Mozilla Foundation Gains Rights to DevEdge Content
justinarthur writes "It looks like the content from Netscape's DevEdge site will going back on the air following months of downtime after AOL pulled the plug on the popular web development resource. The website contained what was considered to be the authoritive JavaScript documentation as well as nifty resources for web developers including the popular "Multibar" sidebar for Gecko-based browsers. According to MozillaZine, the newly reached agreement with AOL allows the Mozilla Foundation to "post, modify, and create new documents based on the former Netscape DevEdge materials." In response to this agreement, the Mozilla Foundation is starting a new project named "DevMo" that will be managed by Deb Richardson of LinuxCare, LinuxChix, and the Open Source Writers Group." Exciting, as the DevEdge program has effectively been out of the loop since July of 2003.

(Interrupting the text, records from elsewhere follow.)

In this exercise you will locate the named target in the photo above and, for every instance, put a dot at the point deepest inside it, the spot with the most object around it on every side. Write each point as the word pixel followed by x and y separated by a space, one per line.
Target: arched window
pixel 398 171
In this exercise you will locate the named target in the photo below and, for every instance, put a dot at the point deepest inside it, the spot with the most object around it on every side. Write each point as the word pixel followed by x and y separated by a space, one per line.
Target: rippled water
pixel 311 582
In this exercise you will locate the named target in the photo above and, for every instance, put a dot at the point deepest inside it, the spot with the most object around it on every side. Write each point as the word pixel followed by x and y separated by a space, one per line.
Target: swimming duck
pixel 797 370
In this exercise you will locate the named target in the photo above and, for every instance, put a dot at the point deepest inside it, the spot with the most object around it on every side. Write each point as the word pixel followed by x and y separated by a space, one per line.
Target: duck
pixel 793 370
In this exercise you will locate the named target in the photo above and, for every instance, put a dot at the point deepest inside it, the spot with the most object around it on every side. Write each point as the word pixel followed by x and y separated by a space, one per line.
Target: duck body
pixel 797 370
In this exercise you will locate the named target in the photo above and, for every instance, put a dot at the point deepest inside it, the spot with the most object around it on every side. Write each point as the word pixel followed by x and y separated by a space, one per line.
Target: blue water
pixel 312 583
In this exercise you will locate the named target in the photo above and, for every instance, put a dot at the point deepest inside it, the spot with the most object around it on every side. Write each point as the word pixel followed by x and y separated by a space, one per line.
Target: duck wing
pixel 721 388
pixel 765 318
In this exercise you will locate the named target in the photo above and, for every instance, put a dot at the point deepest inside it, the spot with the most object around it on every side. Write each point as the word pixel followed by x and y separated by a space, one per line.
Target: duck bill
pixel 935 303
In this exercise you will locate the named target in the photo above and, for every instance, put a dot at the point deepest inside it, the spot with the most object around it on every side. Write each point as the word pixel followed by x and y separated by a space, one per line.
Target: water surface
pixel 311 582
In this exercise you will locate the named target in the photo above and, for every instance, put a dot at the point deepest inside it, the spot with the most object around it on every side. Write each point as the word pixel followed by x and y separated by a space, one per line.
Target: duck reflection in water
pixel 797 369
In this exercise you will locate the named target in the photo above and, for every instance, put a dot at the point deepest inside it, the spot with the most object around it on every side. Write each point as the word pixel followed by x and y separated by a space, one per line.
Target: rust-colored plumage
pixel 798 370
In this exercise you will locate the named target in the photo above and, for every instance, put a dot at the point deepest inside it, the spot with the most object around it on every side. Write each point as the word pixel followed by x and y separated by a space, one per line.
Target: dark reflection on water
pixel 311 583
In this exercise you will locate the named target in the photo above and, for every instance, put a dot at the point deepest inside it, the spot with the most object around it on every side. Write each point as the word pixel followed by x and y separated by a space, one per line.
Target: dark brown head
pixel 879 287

They can sell it, at any time, to the highest bidder, be it MSKB or Google.
Speaking as someone who was actually employed by AOL (back about a decade ago), my guess is that AOL doesn't yet know what they might possibly want with it in the future. They only know that they might possibly want something with it in the future.
Intellectual property hoarding. Someone wants it, so it must be worth something.
In a related story, the IRS has recently ruled that the cost of Windows upgrades can NOT be deducted as a gambling loss.
(AFAIK) It's an abbreviation of developer.mozilla.org.
There are 11 types of people in the world: those who can count in binary, and those who can't.